Friday 25 November 2022

Our HR mission for 2023: Passion for Growth with a Stiff Upper Lip

 


It makes no sense to dither or dilly dally or to shirk issues like a CFO who refuses to deal 
 assertively with the bank on cash flow issues. Ever since the so-called corona virus and the outbreak of working from home*, so-called mass resignations and the clammering of the masses for a cost-of-living increase to cope with so-called inflation, the masses have become empowered much like a paper tiger.

Pressure on the HR function has been non-wow. We ladies have been blamed for every ill of every ilk under the sun. As a matter of fact, even where there is no sun such as in Denmark or Scotland, HR ladies are blamed.

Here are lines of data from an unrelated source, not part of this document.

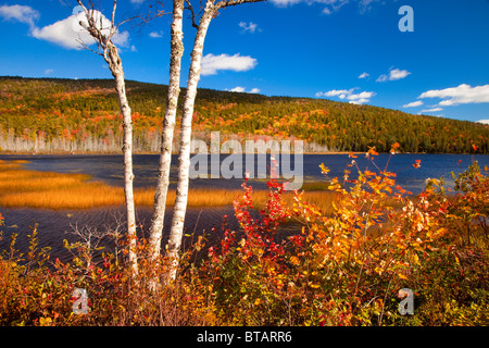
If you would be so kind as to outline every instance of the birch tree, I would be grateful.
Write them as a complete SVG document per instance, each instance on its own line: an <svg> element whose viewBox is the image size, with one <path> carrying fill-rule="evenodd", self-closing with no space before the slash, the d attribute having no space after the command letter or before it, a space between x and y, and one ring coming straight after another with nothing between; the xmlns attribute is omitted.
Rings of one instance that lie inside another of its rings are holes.
<svg viewBox="0 0 489 348"><path fill-rule="evenodd" d="M166 111L163 119L161 154L156 191L154 195L153 216L150 226L150 252L154 261L161 249L163 223L166 209L166 196L170 185L170 169L172 165L172 144L175 129L175 119L180 94L181 55L184 54L183 13L184 1L173 1L173 18L171 27L170 82Z"/></svg>
<svg viewBox="0 0 489 348"><path fill-rule="evenodd" d="M171 279L175 279L178 268L178 252L184 235L184 222L187 212L188 186L189 186L189 167L190 167L190 140L193 107L197 96L197 86L200 80L201 60L204 48L205 36L212 18L218 15L221 9L237 5L247 2L260 2L263 0L206 0L203 13L199 23L196 22L196 13L189 0L186 0L188 9L191 12L192 26L197 28L193 48L190 53L190 69L187 82L187 94L184 101L184 111L180 123L180 142L178 152L178 182L176 190L176 199L172 219L172 226L168 240L168 257L173 260L168 274Z"/></svg>
<svg viewBox="0 0 489 348"><path fill-rule="evenodd" d="M127 236L129 239L129 264L134 274L138 272L137 254L136 254L136 210L134 203L134 173L133 173L133 120L129 102L127 101L126 87L124 79L124 70L122 60L117 51L117 47L113 44L112 39L117 34L118 26L122 24L115 23L115 10L117 8L117 0L113 1L112 17L110 23L106 23L104 16L96 11L93 3L90 1L90 9L88 9L84 1L77 0L78 4L83 8L85 17L82 18L79 24L88 30L91 37L96 40L99 50L95 51L88 48L86 42L82 42L85 48L102 55L105 62L109 64L109 69L115 80L115 90L117 92L118 104L123 116L124 140L124 194L126 201L126 223L127 223ZM127 21L125 21L127 22ZM124 22L123 22L124 23Z"/></svg>

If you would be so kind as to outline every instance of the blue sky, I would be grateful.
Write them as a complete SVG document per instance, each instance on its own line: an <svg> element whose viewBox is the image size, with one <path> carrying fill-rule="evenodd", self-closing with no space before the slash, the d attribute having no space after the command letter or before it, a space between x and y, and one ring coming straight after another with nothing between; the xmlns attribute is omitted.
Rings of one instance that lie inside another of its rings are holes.
<svg viewBox="0 0 489 348"><path fill-rule="evenodd" d="M76 1L0 0L0 75L111 78L79 49ZM152 0L120 0L117 20ZM99 0L110 17L111 0ZM164 1L171 11L171 1ZM196 7L199 2L197 2ZM401 32L402 5L414 32ZM199 87L326 98L489 123L488 0L268 0L221 11L205 40ZM73 16L72 16L73 18ZM195 28L184 27L181 86ZM126 78L168 83L171 16L130 23L116 38Z"/></svg>

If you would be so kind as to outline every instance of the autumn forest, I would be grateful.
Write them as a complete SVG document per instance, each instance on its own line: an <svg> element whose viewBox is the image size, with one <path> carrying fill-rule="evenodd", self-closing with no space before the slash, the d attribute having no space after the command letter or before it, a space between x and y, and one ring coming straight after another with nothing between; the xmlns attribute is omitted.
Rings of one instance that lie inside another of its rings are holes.
<svg viewBox="0 0 489 348"><path fill-rule="evenodd" d="M135 152L158 152L167 86L126 82ZM184 90L185 91L185 90ZM178 124L177 128L178 129ZM301 139L310 152L488 153L489 126L324 99L199 89L193 137ZM121 151L122 116L112 79L0 77L0 150ZM174 150L178 144L178 130Z"/></svg>

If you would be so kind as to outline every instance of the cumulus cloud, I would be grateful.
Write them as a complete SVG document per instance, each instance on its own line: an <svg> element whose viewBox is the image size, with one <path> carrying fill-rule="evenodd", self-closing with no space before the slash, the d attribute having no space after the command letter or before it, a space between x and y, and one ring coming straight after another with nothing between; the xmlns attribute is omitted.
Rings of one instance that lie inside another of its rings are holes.
<svg viewBox="0 0 489 348"><path fill-rule="evenodd" d="M318 91L316 97L338 97L339 99L347 99L352 104L364 104L369 102L372 97L376 96L375 91L362 91L360 94L353 94L355 88L350 89L333 89L328 91Z"/></svg>
<svg viewBox="0 0 489 348"><path fill-rule="evenodd" d="M271 1L278 8L286 8L300 2L308 4L313 3L324 4L326 5L322 11L324 14L331 14L338 12L347 3L356 2L360 14L365 14L368 11L371 11L374 3L386 4L386 1L380 0L271 0Z"/></svg>
<svg viewBox="0 0 489 348"><path fill-rule="evenodd" d="M253 22L239 22L239 27L242 28L243 33L251 33L253 34L254 32L256 32L259 29L258 24L253 23Z"/></svg>
<svg viewBox="0 0 489 348"><path fill-rule="evenodd" d="M472 87L462 84L457 87L432 89L423 92L418 98L440 98L440 107L489 102L489 85Z"/></svg>
<svg viewBox="0 0 489 348"><path fill-rule="evenodd" d="M151 33L149 34L149 36L152 37L152 38L163 37L163 30L160 30L160 32L151 32Z"/></svg>
<svg viewBox="0 0 489 348"><path fill-rule="evenodd" d="M381 74L377 78L377 83L385 83L387 80L397 80L406 77L411 73L406 70L392 69L389 74Z"/></svg>
<svg viewBox="0 0 489 348"><path fill-rule="evenodd" d="M246 72L256 66L256 60L249 55L209 53L202 58L202 75L215 75L220 70L230 70L234 72Z"/></svg>
<svg viewBox="0 0 489 348"><path fill-rule="evenodd" d="M241 92L241 94L259 94L260 89L259 88L251 88L249 91L247 91L244 87L238 86L238 87L235 87L233 89L229 89L229 91L237 91L237 92Z"/></svg>
<svg viewBox="0 0 489 348"><path fill-rule="evenodd" d="M371 76L371 74L362 73L362 74L360 74L359 78L367 78L368 76Z"/></svg>
<svg viewBox="0 0 489 348"><path fill-rule="evenodd" d="M35 21L39 20L39 12L27 5L12 4L1 5L0 16L7 21L17 21L27 24L30 29L36 27Z"/></svg>
<svg viewBox="0 0 489 348"><path fill-rule="evenodd" d="M416 100L416 101L413 101L413 102L402 105L402 108L416 108L416 107L421 107L421 105L423 105L423 101Z"/></svg>

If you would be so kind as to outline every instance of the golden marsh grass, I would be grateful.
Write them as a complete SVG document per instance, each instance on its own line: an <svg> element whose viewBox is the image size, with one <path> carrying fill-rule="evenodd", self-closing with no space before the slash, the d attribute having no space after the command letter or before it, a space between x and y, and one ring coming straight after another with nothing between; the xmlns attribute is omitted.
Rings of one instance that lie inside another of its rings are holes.
<svg viewBox="0 0 489 348"><path fill-rule="evenodd" d="M124 189L102 182L90 182L86 174L36 172L22 167L25 161L0 160L0 206L4 208L89 209L124 204ZM242 195L240 189L190 189L189 207L223 207ZM253 191L255 208L264 207L267 190ZM175 202L176 192L170 190L167 206ZM326 190L306 191L305 200L325 213L333 210L335 194ZM293 192L283 195L287 207L292 207ZM152 207L154 188L135 189L137 207Z"/></svg>

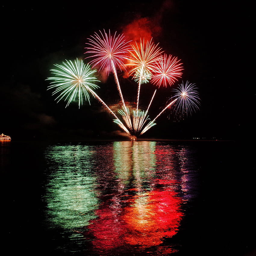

We all bear our cross, as it were. Except the non-Christians of course. For example, we have 12 Jews, 14 Bhuddists and 17 Mohammedans, who certainly don't bear crosses, if you get my drift. Well, I guess that it is best said that I bear mine with the fortitude of my Dad, Pierre Elliot Ramsbottom who used to tell me, when referring to my Mom, that "we all have a cross to bear".

This having been said, I have decided to update our mission statement for 2023 in the spirit of our times: Passion for Growth with a Stiff Upper Lip. This mission will serve as a light unto the people to love and cherish expanding their output above and beyond with self-sacrafice and devotion, whilst grinning in face of adversity, or at least not complaining.

I have outsourced the implementation of this mission to a vendor in the Upper Volta, who will get back to us by December with a budget quote and time line. 


*WFH was fuelled by Spanish academics, who want to retain the siesta and long lazy mornings after 1 am supper.